Pharmacokinetics 

• Pharmacokinetics is a quantitative study of the drug movement, and it includes the response of the body to drugs.
• The pharmacokinetics involve
• Absorption
• Distribution
• Metabolism
• Excretion
• All of these processes involve the transport of drugs across the biological membrane.

Biological membrane- 

It is a cell membrane or bilayer of a phospholipid, about 100 Å thick.

• The biological membrane is made up of cholesterol, phospholipid, and a small amount of carbohydrates.
• Lipid soluble substances easily cross the biological membrane and restrict the transportation of water-soluble substances.
• The drug transport the biological membrane by

1. Passive diffusion
2. Filtration
3. Specialized transport.

1. Passive diffusions – Mostly drugs are absorbed by the passive diffusion in which drugs cross the biological membrane from high concentration to low concentration.

• Use of energy is not required in this process.
• Lipid soluble drugs diffused through the membrane are called passive diffusions.

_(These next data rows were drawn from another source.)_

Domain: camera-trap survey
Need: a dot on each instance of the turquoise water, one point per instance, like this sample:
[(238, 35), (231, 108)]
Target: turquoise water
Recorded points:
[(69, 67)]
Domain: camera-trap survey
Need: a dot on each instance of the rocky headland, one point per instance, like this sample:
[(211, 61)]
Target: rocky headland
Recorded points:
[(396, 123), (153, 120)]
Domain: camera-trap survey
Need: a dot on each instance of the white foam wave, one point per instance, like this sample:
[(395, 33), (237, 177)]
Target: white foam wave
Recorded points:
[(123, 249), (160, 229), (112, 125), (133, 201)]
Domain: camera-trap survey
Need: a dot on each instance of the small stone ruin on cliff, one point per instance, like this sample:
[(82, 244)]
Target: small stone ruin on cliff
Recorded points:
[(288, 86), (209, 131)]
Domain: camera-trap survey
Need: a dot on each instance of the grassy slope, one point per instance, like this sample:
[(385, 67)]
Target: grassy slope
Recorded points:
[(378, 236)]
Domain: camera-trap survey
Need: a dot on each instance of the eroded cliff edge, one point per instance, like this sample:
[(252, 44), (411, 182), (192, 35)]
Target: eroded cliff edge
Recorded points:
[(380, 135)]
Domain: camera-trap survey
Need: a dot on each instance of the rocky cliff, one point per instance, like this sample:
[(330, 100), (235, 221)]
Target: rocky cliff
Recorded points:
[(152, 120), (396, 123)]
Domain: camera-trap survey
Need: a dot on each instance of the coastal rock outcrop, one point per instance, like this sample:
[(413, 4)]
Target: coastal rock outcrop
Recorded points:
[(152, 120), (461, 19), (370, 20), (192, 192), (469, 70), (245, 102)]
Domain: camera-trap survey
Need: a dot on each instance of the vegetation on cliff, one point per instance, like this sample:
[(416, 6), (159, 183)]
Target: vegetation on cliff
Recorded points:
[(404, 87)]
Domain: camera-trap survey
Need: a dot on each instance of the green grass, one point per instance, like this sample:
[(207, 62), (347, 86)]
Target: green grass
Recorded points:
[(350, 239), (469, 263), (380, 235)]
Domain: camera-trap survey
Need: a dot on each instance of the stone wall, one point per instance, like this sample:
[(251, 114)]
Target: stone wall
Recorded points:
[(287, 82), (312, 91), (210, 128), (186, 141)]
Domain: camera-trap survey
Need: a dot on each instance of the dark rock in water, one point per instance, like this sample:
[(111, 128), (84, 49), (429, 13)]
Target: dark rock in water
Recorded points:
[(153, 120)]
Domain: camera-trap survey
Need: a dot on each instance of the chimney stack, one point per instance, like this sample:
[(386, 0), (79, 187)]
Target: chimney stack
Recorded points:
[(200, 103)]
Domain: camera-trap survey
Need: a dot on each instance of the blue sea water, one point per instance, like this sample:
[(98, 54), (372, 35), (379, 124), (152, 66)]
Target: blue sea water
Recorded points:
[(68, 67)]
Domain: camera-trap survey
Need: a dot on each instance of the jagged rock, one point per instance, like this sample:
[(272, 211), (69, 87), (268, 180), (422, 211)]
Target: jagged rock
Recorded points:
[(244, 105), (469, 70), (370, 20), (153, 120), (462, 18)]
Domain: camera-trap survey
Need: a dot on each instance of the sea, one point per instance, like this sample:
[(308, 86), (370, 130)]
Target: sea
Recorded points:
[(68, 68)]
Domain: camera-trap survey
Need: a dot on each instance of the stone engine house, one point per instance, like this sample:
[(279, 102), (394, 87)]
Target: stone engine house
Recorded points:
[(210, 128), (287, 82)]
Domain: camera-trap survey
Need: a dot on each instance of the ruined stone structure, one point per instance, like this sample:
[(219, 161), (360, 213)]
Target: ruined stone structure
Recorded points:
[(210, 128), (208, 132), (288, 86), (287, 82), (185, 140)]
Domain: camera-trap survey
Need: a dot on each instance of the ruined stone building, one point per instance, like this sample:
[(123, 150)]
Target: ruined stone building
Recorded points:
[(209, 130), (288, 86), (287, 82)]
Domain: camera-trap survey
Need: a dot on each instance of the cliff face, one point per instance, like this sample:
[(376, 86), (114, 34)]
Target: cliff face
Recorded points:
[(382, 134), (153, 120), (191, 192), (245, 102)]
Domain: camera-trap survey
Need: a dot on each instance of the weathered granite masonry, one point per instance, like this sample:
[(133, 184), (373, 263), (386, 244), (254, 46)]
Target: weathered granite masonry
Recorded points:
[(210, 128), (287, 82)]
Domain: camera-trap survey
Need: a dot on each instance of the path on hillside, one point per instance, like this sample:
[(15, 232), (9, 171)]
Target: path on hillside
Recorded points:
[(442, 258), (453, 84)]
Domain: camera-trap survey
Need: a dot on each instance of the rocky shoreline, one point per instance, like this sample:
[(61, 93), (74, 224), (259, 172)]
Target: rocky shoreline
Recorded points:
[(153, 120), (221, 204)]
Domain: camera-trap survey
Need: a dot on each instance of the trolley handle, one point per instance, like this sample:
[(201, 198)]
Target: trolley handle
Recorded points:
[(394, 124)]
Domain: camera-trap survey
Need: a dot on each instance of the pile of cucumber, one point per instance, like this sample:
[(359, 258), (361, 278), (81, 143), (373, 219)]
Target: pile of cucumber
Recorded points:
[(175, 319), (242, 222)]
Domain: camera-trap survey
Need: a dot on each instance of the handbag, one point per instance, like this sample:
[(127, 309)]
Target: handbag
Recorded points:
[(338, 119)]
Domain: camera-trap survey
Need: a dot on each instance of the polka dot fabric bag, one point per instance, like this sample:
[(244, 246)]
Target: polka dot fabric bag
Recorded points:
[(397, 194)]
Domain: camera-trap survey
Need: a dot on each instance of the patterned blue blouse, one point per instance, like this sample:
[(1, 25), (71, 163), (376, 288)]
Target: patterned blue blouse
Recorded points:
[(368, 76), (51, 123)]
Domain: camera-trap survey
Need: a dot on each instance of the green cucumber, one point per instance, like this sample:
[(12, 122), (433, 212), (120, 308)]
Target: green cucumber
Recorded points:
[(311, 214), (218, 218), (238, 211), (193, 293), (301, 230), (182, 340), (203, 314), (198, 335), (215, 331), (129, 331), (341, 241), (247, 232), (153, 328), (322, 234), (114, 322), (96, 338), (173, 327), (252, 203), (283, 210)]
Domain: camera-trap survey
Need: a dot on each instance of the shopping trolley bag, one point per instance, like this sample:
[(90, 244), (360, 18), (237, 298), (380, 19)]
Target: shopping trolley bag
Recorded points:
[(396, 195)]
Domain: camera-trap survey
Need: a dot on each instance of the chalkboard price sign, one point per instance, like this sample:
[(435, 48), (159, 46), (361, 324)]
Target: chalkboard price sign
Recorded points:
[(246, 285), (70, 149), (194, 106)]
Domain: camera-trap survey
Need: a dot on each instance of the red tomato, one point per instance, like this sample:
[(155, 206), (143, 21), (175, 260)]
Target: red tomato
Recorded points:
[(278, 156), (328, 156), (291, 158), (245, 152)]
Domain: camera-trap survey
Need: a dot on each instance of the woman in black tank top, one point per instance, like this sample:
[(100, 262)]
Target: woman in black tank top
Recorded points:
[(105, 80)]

2. Filtration – Water soluble drugs are filtered through aqueous pores in the membrane from high concentration to low concentration, is called filtration.

3. Specialized transport
   1. Carrier transport – The drug is combined with a carrier that is present in the membrane, and transported from one side to another side of the membrane.

Carrier transport include (types of Carrier transport)

• Active transport
• Facilitated diffusion

1. Active transport 

• The movement of drugs against the concentration gradient.
• It is divided into primary and secondary active transport.

• In primary active transport, substances move low to high concentration, so require energy.
• In the second active transport, one substance moves low to high concentration and another substance moves high to low concentration.
• If both substances move in the same direction, it is called symport.
• If both substances move in the opposite direction it is called antiport.

2. Facilitated diffusion – The drugs move from high to low, so no need of energy.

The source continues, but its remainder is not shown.